America the Hateful

As the Seattle Seahawks annihilated the Denver Broncos during this past Sunday’s Super Bowl XLVIII, I sat with my friends at Standard Market Grill in Lincoln Park completely bored with the lack of competition and excitement in the game, as well as in the advertisements. It was Coca-Cola’s “America Is Beautiful” spot, however, that completely drew my attention away from the seemingly endless array of alcohol and bar bites.

Opening with scenes of grandeur depicting the great American outdoors, Coca-Cola expertly draws on consumer emotions in the one-minute spot through the utilization of classic Americana. Upon hearing “America the Beautiful” sung in the languages of the American people, it’s quite difficult not to become emotional, as many Americans can relate to and appreciate our multicultural community. After seeing the advertisement, I immediately determined that the spot was by far my favorite of the night, which is why I was completely shocked by the reactions of other viewers that came to light the following morning.

Headlines reading “Coca-Cola Super Bowl ad ignites online debate” and “Coca-Cola’s ‘It’s Beautiful’ Super Bowl Ad Brings Out Some Ugly Americans” flooded news outlets across the country, further adding to my confusion. YouTube user David Rowell’s comment on the soda giant’s YouTube page read, “When my family saw this commercial, Coke products became banned in our home. This is America. We speak English here.
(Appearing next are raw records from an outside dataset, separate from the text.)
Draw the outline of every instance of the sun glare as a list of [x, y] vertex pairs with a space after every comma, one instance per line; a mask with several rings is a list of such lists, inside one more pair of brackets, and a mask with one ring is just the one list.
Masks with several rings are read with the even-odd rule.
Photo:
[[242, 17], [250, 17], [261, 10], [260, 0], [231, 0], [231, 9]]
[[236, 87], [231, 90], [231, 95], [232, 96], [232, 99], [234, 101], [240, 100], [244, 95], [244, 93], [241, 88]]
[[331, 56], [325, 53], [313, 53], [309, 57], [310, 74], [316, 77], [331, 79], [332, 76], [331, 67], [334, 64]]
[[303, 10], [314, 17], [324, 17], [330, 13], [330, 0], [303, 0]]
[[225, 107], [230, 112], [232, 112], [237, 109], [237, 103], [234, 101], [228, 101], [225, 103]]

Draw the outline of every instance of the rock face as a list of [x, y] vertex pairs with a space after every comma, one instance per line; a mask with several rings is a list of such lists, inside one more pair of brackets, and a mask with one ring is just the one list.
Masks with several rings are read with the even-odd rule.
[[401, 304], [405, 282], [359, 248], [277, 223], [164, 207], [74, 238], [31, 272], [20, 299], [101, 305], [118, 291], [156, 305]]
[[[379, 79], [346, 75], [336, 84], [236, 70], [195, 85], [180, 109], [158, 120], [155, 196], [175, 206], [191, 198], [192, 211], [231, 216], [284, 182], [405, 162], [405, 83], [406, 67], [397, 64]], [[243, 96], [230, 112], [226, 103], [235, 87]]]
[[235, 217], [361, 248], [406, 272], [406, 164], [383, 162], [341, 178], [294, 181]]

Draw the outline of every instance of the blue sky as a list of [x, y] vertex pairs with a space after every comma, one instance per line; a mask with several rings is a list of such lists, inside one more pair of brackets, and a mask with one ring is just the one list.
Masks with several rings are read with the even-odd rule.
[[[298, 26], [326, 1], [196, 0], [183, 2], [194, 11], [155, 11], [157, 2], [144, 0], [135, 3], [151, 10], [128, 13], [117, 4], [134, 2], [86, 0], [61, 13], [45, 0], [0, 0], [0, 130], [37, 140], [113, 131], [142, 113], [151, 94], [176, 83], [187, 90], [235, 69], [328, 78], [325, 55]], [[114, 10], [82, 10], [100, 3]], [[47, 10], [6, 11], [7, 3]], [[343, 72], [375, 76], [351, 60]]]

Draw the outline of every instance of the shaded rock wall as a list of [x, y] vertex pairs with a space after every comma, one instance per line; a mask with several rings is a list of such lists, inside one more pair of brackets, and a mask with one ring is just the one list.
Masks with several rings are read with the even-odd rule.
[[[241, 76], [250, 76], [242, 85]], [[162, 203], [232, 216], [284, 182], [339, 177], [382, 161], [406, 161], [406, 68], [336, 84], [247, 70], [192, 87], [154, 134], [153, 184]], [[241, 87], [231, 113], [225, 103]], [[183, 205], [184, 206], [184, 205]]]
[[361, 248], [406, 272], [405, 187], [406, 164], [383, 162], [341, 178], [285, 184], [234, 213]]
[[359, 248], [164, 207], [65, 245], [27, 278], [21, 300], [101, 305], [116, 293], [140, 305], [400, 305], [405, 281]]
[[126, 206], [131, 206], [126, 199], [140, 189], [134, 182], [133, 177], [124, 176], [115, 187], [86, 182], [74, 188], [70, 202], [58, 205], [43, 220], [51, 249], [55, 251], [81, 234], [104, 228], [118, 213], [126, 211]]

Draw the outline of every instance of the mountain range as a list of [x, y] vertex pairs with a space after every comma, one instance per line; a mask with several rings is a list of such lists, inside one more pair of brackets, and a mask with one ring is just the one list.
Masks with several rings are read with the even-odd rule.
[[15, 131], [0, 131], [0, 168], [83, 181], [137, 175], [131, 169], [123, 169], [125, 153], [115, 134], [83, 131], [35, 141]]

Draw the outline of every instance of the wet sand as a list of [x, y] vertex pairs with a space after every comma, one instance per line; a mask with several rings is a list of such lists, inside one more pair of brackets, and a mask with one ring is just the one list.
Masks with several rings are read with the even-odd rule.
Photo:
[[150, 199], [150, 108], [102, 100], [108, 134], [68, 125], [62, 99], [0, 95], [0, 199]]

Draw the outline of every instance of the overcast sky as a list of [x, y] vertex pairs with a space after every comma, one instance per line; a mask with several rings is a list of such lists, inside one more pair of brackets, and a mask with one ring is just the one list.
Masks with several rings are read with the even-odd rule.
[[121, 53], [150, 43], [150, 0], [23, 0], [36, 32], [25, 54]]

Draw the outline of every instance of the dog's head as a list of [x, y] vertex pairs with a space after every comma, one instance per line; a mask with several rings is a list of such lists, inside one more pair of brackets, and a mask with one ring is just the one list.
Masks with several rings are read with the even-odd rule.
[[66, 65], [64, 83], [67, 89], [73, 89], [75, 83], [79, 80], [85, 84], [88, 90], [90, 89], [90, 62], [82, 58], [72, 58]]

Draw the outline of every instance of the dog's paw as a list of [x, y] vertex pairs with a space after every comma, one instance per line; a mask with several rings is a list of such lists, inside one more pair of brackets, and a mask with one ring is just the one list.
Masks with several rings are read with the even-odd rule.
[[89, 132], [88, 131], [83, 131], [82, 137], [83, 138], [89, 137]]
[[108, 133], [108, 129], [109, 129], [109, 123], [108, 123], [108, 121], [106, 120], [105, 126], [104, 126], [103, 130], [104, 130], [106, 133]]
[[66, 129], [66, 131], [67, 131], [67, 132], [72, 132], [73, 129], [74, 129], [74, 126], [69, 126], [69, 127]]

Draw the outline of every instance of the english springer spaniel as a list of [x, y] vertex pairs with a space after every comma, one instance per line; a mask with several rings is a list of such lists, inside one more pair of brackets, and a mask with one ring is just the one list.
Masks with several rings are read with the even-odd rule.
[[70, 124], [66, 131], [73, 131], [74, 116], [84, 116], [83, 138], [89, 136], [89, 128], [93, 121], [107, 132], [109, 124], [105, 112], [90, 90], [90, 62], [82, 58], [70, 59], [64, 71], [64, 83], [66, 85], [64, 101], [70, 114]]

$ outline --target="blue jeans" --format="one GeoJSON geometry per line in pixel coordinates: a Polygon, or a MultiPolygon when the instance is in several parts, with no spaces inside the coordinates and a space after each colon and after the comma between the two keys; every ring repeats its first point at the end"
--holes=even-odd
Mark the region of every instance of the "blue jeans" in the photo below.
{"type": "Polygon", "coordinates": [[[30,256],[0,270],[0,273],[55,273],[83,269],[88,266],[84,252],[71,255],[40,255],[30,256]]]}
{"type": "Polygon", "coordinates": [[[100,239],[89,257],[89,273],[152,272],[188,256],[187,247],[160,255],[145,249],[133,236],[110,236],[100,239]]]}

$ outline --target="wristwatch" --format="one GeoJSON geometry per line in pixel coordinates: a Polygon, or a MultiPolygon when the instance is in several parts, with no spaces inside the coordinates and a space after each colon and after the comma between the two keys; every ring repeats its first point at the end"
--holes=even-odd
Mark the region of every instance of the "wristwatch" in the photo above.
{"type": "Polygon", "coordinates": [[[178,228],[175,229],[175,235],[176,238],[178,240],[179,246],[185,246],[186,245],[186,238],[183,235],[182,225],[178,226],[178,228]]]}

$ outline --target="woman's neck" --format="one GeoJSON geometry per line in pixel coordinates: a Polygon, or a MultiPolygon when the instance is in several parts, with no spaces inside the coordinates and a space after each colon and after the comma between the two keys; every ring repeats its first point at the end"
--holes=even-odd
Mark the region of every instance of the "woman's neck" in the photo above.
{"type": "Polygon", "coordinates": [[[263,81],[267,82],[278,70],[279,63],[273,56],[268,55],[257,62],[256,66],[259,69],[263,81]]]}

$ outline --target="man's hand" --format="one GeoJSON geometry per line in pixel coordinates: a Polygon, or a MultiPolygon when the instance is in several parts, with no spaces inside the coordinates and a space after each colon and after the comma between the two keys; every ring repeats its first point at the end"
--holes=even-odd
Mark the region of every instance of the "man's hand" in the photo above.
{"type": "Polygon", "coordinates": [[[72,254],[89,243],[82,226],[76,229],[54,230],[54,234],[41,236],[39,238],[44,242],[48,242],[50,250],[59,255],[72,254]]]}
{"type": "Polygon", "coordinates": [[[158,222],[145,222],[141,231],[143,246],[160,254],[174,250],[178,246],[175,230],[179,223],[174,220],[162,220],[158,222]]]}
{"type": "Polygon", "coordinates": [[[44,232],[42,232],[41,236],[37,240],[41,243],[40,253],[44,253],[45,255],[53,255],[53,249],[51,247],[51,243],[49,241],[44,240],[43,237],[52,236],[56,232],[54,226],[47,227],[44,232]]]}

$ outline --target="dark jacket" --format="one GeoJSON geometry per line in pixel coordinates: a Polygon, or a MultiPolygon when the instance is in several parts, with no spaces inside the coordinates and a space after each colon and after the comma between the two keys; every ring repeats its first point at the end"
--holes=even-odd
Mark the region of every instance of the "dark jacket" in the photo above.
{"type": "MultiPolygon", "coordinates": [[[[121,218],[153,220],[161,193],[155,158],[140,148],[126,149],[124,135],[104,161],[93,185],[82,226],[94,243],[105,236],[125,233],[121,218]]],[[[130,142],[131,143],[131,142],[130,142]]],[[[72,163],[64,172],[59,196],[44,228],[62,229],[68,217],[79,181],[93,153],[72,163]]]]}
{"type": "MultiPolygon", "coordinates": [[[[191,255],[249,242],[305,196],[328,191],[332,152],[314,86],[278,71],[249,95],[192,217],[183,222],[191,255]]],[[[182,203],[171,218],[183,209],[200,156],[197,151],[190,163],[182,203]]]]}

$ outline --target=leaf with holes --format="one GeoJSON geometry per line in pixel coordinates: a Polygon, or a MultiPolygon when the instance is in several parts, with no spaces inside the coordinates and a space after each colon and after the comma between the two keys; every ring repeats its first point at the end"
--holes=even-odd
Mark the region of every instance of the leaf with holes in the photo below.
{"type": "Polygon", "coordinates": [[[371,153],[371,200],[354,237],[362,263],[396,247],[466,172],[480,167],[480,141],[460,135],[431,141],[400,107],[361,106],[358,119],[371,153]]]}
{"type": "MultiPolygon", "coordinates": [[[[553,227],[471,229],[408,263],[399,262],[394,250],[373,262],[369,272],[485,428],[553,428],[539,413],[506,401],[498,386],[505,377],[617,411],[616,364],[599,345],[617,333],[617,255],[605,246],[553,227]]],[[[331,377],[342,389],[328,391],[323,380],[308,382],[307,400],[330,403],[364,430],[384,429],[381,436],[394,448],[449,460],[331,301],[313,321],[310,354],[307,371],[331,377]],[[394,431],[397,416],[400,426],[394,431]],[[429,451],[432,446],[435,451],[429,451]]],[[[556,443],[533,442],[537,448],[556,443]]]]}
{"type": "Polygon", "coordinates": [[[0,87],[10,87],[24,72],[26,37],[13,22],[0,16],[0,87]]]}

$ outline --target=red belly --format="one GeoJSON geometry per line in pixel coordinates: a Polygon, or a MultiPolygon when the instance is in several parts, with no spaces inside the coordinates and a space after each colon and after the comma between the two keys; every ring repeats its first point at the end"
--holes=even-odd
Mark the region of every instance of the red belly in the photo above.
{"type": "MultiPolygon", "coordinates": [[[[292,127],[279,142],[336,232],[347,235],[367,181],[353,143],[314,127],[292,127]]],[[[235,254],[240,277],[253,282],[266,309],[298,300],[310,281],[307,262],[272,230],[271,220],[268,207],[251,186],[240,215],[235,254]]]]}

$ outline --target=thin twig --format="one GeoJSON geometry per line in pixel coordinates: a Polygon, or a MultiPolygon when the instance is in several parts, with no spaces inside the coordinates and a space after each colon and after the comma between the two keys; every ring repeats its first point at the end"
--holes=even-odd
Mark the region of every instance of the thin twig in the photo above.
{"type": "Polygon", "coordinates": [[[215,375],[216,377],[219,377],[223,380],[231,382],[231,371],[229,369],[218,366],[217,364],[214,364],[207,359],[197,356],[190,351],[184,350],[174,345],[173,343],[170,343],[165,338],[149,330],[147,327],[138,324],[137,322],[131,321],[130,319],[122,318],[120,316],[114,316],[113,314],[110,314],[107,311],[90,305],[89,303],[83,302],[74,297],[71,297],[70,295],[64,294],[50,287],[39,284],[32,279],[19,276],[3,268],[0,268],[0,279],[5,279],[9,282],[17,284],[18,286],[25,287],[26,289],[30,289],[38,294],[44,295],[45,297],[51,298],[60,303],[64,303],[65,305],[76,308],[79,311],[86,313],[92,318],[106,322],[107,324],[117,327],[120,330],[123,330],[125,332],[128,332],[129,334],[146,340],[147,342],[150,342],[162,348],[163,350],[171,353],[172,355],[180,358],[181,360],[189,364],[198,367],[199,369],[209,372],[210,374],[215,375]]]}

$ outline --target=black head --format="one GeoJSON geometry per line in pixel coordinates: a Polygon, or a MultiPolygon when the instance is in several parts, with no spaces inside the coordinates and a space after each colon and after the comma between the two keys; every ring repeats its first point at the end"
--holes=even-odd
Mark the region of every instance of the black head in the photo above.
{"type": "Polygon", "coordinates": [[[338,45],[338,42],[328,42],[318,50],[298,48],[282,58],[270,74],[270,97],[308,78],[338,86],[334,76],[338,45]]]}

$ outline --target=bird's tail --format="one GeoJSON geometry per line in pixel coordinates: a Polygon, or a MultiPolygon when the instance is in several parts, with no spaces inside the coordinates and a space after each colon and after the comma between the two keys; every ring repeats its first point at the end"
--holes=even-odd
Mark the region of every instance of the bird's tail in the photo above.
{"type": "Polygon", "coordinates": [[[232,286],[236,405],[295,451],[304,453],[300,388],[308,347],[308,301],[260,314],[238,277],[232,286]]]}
I’ll choose other products besides Coke.” After seeing this comment, and reading a few news articles, I determined that this “scandal” was nothing more than a group of uneducated, ultra-conservative Americans with no clear vision of the current state of our nation.

Coke 1

Coke 2

I, in no way, shape, or form, see how this group is justified in their protests. Historically, Coca-Cola is not in the business of stirring up controversy. While similar sentiments surrounded their historical “I’d Like to Buy the World a Coke” spot in 1971, the organization has remained committed to promoting diversity globally, an endeavor which I greatly admire.

In the wake of this week’s “America is Beautiful” backlash, Coca-Cola released a statement that read, “‘It’s Beautiful’ provides a snapshot of the real lives of Americans representing diverse ethnicities, religions, races and families, all found in the United States. All those featured in the ad are Americans and ‘America the Beautiful’ was sung by bilingual American young women.” Furthermore, the brand has committed to airing an extended version of the spot during the opening ceremony of the Winter Olympics, a move signifying the brand’s commitment to promoting diversity.

According to the Pew Research Center, 21% of Americans age 5 or older speak a language other than English. We are living in a highly globalized world, and this small sector of our community needs to wake up and realize that they are more than likely the sons and daughters of immigrants. While the voices behind this “scandal” will be supposedly protesting Coca-Cola products for life, the organization has far more consumers in their corner that are willing to support their brand, both economically and socially.